Annual Maintenance of Offshore Companies
What happens if I don't pay the annual IBC renewal fees?
Non-payment of annual renewal fees will make the offshore company lose its status of good standing. The IBC will also incur heavy late penalties and legal consequences.
Late payment of the Government duties in Seychelles will result in a 10% penalty fee if the payment is up to 90 days` late, and 50% late penalty fee, if the payment is over 90 days` late. After that time, the Registrar of Companies will proceed to strike-off the company from the Registry for non-payment of fees.

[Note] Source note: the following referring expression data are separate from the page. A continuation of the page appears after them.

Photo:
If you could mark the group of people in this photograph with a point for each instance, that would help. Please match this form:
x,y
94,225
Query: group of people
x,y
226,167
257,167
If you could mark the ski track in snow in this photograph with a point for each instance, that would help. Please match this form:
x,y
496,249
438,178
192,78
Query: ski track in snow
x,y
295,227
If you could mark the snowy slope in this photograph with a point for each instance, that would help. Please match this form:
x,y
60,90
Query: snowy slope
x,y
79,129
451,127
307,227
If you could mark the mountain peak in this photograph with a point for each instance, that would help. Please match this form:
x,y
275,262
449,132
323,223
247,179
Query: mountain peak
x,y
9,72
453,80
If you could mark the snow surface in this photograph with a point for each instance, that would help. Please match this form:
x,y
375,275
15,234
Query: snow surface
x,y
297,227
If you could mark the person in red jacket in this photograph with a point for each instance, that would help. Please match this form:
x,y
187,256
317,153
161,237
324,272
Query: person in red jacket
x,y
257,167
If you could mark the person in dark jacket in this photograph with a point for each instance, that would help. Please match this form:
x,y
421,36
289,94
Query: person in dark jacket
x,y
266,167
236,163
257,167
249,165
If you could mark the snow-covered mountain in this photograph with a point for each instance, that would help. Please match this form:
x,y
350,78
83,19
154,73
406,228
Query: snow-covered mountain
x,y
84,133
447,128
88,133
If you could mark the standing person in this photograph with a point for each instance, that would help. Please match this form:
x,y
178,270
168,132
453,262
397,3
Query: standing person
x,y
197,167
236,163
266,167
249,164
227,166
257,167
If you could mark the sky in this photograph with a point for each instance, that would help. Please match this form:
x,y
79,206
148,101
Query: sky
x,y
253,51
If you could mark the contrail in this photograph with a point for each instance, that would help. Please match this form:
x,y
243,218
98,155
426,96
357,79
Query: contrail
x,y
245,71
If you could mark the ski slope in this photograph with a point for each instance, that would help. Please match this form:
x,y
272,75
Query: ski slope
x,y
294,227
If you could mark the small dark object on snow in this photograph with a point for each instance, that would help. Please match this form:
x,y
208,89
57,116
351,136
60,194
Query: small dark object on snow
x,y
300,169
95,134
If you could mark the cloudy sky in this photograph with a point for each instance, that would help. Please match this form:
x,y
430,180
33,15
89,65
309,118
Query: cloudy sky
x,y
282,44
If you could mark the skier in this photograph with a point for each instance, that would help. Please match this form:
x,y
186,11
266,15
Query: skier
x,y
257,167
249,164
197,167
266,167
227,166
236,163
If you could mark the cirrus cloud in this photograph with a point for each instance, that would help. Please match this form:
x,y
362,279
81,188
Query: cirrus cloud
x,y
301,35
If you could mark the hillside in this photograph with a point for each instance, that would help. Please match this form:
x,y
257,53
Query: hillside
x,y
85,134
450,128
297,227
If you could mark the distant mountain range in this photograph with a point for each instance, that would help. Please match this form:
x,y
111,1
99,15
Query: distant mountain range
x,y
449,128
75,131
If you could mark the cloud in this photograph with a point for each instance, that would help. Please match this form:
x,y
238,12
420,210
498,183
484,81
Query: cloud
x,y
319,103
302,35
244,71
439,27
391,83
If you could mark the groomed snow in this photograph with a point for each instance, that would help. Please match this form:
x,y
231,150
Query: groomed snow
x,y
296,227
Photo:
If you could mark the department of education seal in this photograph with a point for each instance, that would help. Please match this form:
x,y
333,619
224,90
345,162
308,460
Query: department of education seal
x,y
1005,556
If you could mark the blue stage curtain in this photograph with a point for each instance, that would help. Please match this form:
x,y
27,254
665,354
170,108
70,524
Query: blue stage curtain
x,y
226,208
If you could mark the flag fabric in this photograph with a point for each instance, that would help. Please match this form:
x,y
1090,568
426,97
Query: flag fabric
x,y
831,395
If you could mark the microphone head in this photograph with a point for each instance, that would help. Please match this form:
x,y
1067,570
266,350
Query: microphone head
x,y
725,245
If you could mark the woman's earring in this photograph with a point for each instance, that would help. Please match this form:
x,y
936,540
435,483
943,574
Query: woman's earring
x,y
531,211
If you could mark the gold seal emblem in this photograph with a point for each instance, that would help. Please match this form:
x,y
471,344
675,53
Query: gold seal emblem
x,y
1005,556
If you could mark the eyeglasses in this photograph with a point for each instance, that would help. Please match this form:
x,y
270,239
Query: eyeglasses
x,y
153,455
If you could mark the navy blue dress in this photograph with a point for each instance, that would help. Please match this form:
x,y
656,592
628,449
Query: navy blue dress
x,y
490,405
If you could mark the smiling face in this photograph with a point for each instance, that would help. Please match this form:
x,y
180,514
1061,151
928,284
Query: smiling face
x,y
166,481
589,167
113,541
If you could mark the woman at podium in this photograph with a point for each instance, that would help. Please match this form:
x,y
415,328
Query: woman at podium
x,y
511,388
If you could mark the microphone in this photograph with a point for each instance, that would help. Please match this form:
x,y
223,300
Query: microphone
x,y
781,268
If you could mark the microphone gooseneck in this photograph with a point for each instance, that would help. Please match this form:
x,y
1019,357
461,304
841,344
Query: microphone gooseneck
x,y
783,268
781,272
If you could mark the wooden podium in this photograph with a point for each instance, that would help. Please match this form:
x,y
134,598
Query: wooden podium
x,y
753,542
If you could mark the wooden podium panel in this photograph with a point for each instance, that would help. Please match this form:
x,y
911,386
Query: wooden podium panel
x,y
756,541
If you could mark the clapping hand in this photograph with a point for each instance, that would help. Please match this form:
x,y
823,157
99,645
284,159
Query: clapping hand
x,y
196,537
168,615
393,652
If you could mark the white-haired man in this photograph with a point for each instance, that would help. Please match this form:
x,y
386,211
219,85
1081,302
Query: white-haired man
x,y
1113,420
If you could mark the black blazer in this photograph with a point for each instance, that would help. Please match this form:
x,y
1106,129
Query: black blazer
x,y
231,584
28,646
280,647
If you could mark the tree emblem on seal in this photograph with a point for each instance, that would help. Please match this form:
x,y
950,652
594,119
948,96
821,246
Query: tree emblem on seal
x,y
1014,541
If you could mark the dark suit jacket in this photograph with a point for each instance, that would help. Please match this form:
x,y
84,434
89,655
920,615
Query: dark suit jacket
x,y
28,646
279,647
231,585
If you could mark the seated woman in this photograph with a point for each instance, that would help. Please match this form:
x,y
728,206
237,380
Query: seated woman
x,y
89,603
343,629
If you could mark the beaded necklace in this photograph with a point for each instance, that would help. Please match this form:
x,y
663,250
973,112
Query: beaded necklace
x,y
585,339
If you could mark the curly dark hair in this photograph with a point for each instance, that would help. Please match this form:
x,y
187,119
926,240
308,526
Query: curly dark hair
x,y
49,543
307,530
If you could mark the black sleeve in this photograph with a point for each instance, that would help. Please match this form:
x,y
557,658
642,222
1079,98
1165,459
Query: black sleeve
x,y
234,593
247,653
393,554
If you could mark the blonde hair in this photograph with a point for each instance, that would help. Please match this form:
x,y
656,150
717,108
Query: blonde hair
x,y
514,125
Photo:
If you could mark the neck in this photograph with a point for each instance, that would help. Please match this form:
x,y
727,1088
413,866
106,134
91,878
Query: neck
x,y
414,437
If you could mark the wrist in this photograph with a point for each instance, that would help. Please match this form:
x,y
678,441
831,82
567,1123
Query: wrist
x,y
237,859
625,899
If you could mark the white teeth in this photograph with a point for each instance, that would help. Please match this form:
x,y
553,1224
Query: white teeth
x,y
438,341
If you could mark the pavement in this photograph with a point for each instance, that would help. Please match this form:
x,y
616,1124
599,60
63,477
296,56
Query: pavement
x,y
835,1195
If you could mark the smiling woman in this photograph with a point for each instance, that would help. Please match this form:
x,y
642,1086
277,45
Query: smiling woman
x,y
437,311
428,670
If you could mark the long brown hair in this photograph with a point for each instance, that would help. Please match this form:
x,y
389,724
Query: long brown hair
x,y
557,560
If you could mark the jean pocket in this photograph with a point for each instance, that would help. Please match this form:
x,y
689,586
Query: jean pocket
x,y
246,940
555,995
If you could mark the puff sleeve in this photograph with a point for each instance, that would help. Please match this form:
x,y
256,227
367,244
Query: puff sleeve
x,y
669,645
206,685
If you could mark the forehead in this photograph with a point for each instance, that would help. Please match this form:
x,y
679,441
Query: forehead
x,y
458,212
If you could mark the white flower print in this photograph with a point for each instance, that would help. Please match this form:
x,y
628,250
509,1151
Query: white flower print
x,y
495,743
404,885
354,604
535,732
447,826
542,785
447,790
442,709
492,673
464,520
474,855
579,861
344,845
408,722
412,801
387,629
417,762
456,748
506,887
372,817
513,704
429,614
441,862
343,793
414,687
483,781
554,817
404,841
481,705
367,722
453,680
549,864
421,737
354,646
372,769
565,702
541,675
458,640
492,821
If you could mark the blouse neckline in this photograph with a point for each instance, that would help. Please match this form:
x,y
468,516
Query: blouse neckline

An IBC, which is struck-off the Registrar shall remain liable to any due and unpaid fees. Such company also remains liable to all its debts and obligations. Any creditor may legally raise a claim against a struck-off company for debts and pursue the collection of those debts through litigation. A struck-off company may not legally continue to trade or enter into any new transactions, and its directors, shareholders, managers and owners may not enter into any transactions with the assets of the Company. If they do, they are personally liable for any debts or legal consequences resulting from such transactions. If the struck-off company is operated by appointed third-party managers for and on behalf of a beneficial owner and under his instructions, the personal liability will also extend to the beneficial owner. Essentially, striking-off an International Business Company means that all its assets and funds are legally frozen until the IBC is restored in good standing - or until legally wound-up.
It is possible to restore a company after it has been struck-off the Registrar, but substantial government fees will apply for restoration. These reinstatement fees will be in addition to all past-due renewal fees and penalties thereof. In addition, hefty professional fees will also apply if a struck-off IBC has to be reinstated in good standing.